In the appearance of time, tech always changes. You’re as a tech leader — CTO, CEO, or Decision makers or managers, you are always responsible for guiding your company through changing landscape of technology. One major my move that your company may have to make right now is to migrate from Python 2 to 3.
Python is a flexible and readable language that has been around for years in the enterprise. However, with Python 2 entering its end of life (EOL) in January 2020, organizations that still have legacy Python 2 codebases are now under increased pressure by way of security flaws and compatibility issues. You need to move to Python 3 not only to "get the same production status," but to protect your applications and have a successful future in the long run.
This playbook will provide you with best practices, tools, and strategies for migrating to Python 3 and case studies from companies such as Dropbox, Reddit, and Instagram, as well as words of wisdom from industry experts.
Before we get into the technicalities, it’s important to realize the absolute danger of staying on Python 2 forever after EOL. Which poses risks to security, scalability and the ability to innovate:
Moving to Python 3 is not only a technical requirement but also a business necessity that readies your enterprise for the future.
A big-scale system migration is like a home renovation. You need to foresee everything to not get paralyzed. Here’s how you can start your migration journey:
Before you migrate, a comprehensive audit of your current system is essential:
Define success in measurable terms. What do you aim to achieve with the migration? Examples of milestones might include:
By breaking down the process into manageable tasks, you'll minimize risks and maintain clear visibility into progress.
Create a timeline that accommodates your business operations. Migrations are iterative, and expecting a "big bang" transition can lead to disaster. For example:
Consider setting specific milestones for each phase, such as "all tests passing on Python 2 and Python 3," to ensure clear tracking.
With this groundwork in place, it’s time to take on the migration itself. Although gather steps differ based on your architecture, below is a general process:
The 2to3 tool (provided by the PSF) automates syntax conversions, such as changing print statements and integer division. However, it doesn’t handle more complex issues like:
Library Differences: Some libraries have behavior changes or require significant updates. Keep track of major changes in libraries like NumPy, Flask, or Django.
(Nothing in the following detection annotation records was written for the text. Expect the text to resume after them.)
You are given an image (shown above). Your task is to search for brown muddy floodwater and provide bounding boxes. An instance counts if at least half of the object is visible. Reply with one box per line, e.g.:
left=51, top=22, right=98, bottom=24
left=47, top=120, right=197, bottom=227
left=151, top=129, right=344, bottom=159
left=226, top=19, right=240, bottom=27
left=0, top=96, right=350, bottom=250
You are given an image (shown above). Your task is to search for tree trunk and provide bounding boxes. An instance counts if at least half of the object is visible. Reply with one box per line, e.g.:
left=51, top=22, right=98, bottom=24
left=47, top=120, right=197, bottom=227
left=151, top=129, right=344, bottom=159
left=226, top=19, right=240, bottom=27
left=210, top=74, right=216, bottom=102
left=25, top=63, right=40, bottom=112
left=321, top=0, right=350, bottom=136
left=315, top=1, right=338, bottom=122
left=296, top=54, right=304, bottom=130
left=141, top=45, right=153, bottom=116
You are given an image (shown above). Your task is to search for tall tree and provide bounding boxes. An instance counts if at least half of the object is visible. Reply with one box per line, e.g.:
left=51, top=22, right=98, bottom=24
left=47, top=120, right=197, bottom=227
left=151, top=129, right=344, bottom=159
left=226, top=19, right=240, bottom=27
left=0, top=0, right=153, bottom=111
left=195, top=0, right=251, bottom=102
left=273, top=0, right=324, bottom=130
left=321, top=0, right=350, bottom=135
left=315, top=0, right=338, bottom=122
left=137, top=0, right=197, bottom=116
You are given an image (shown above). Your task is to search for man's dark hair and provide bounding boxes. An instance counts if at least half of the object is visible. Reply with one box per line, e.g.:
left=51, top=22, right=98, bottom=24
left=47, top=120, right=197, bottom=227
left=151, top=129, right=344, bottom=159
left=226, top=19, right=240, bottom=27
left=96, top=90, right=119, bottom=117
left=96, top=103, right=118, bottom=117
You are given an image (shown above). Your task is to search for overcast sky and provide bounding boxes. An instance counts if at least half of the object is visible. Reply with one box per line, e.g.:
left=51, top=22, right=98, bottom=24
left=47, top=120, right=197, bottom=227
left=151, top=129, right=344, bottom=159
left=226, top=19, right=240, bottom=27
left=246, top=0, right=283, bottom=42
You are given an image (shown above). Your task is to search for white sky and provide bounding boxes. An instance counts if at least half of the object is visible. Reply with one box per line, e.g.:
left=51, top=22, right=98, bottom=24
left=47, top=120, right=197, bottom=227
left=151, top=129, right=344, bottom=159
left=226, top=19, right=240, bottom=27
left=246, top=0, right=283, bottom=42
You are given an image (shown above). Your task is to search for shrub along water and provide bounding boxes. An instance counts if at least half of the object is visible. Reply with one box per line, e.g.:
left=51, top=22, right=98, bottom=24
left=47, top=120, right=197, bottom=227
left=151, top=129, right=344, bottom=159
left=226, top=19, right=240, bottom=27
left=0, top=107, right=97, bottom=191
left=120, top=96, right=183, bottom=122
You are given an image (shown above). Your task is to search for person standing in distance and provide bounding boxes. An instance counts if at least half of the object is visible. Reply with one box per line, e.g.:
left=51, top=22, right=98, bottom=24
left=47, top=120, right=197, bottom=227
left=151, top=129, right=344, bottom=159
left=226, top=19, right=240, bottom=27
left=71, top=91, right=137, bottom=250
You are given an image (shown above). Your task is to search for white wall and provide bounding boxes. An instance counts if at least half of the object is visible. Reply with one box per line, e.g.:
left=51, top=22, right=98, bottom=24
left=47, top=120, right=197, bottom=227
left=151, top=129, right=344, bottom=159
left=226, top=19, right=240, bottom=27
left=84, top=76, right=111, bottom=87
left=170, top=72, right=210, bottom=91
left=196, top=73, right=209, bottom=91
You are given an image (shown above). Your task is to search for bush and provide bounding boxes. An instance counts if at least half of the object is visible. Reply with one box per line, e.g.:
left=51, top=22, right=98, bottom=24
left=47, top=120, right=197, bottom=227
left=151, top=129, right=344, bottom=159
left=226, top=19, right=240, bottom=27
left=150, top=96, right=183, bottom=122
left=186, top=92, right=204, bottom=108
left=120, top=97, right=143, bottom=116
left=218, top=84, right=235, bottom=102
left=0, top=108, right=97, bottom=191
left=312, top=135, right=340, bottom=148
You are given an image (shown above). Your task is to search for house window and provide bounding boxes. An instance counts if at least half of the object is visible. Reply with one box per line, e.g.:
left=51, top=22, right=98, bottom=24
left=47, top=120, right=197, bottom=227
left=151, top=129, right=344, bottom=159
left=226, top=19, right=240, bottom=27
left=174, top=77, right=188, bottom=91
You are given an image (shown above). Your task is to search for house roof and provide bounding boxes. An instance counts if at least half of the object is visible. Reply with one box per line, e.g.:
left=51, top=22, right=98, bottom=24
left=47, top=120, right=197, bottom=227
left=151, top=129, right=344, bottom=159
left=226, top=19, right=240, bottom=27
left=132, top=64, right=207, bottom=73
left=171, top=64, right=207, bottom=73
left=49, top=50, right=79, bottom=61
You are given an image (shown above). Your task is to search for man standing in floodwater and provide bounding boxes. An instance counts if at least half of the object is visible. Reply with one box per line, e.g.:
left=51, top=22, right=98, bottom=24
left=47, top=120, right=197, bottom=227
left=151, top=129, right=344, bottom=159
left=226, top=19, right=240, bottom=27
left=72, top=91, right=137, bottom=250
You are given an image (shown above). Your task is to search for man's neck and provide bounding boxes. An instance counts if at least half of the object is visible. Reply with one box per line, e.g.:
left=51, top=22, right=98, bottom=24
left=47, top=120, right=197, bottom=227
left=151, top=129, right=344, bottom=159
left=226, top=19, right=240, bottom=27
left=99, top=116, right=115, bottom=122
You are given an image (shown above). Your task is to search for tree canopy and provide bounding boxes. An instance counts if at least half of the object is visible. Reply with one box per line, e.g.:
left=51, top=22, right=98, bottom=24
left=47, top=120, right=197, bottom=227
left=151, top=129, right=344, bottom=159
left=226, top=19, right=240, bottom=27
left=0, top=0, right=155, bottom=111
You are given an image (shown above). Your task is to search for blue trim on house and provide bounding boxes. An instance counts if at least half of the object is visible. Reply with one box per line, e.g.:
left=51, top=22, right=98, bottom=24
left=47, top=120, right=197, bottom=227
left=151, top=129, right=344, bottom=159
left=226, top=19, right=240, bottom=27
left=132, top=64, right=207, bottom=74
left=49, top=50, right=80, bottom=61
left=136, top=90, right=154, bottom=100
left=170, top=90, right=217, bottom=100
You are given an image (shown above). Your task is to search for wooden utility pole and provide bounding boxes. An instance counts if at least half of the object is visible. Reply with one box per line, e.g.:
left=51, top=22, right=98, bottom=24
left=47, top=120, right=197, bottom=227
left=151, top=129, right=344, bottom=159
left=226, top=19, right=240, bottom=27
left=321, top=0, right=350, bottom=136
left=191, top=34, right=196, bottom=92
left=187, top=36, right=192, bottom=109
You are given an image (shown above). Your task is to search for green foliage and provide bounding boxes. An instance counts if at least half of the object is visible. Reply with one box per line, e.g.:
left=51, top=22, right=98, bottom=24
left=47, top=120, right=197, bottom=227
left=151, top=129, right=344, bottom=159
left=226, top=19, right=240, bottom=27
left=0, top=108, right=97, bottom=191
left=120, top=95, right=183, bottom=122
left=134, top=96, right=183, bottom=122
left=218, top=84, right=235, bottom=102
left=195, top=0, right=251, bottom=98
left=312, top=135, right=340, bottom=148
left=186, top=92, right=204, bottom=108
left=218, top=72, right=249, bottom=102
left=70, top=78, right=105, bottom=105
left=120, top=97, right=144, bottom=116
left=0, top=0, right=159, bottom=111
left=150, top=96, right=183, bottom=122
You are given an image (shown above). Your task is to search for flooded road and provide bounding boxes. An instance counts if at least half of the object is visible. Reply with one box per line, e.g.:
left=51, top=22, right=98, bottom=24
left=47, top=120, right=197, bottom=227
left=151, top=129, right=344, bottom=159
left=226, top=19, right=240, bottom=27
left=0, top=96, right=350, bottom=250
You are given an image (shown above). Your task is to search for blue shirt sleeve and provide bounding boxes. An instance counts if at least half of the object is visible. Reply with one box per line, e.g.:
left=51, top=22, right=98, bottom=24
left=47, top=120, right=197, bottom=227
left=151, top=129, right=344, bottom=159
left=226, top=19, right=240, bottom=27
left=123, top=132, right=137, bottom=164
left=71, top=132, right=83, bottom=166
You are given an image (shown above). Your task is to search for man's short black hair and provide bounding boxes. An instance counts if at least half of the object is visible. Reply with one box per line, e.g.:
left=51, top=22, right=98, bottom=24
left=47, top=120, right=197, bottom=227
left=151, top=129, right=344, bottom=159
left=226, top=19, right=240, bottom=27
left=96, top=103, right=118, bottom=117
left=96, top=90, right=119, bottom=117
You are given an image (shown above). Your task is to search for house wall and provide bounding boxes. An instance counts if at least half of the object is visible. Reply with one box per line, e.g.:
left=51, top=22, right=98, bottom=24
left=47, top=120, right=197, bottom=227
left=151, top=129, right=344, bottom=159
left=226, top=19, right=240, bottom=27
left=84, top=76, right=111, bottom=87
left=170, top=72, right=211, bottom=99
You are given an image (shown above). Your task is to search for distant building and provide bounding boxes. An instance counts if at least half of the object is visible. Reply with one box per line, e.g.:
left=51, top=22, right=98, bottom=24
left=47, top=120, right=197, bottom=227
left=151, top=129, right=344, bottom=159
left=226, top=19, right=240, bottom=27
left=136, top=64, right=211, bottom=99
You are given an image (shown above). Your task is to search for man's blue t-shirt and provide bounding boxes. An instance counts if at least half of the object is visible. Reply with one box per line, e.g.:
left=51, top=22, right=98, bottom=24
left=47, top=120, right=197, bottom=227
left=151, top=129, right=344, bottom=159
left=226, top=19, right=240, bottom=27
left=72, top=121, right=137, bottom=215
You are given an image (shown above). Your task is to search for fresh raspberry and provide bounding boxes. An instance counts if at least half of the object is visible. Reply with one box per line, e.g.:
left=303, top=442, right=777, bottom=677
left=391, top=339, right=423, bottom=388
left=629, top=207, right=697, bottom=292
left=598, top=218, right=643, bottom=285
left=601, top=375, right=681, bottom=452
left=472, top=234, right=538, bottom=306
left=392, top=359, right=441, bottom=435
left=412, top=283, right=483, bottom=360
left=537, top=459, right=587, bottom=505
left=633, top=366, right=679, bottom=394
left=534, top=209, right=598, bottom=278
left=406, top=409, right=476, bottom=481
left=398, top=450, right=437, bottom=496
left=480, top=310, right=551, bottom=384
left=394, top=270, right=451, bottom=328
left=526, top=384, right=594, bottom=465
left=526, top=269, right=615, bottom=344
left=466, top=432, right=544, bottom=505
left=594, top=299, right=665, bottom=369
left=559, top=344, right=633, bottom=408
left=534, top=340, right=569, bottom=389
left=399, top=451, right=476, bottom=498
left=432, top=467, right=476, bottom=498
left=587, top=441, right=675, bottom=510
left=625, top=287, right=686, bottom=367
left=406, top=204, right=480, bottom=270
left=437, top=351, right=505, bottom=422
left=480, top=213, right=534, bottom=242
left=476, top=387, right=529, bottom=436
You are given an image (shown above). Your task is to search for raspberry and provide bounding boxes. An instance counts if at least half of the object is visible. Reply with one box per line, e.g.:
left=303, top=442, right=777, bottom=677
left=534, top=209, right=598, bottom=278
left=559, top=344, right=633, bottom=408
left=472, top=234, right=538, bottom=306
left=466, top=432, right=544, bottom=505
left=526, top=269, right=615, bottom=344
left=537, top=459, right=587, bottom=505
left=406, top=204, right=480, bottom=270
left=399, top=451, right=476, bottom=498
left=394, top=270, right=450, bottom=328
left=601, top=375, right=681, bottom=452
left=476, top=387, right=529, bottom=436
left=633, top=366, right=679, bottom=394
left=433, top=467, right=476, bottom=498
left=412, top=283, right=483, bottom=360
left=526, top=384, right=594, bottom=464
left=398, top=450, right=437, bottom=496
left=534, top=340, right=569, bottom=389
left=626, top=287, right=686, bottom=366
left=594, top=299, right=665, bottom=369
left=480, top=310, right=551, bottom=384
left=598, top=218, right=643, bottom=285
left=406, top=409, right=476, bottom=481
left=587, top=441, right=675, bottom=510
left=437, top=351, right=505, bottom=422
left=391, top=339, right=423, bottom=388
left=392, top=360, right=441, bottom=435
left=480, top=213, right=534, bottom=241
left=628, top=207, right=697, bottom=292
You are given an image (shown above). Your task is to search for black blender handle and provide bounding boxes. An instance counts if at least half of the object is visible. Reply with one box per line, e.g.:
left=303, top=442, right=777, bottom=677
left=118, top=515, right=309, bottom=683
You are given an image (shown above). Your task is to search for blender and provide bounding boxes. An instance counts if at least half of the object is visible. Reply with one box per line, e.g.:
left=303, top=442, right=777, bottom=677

For large-scale enterprises, migrating fully to Python 3 might not be feasible in one go. Running both versions in parallel is often the most efficient strategy:
Updating dependencies is a major task during migration. Start with critical libraries and update them in phases. Some libraries may require manual fixes or replacements. For example:
Real-world example: Reddit’s migration involved a gradual, iterative approach, where they first updated libraries and slowly moved over core components, ensuring that their service remained operational throughout the migration.
Effective testing is crucial to ensure the migration doesn't break your application. Here’s how to approach it:
Real-world example: When Dropbox migrated to Python 3, they implemented continuous integration (CI) pipelines that automatically tested their application across both Python 2 and 3. This allowed them to detect issues early in the process.
After testing, it’s time to move to production. But before the final transition, consider these steps:
After the migration, provide a grace period for users or systems still on Python 2. Run in compatibility mode temporarily to avoid breaking external dependencies or partners who may not have upgraded yet.
Clear communication is essential. Notify your internal teams, external partners, and customers about the migration. Provide migration guides, API changes, and troubleshooting tips. For instance, Instagram provided extensive documentation for both internal and external teams to ensure smooth operations.
Even after migrating, proactive monitoring is vital. Track error logs, performance metrics, and application behavior. Use Datadog or Prometheus for continuous monitoring to detect regressions or issues early.
Upgrading from Python 2 to 3 isn’t just an exercise in upgrading a language—it’s an act of future-proofing your business. This is a deep dive into successfully making the transition; the playbook codifies the steps an enterprise should follow to maximize its use of Python 3 from a long-term scalability, security, and innovation perspective.
As CTOs, CEOs, and technical leaders, the decision to migrate now will set the foundation for your company’s future in a rapidly changing tech world. Secure your codebase today, so you’re ready for tomorrow’s challenges.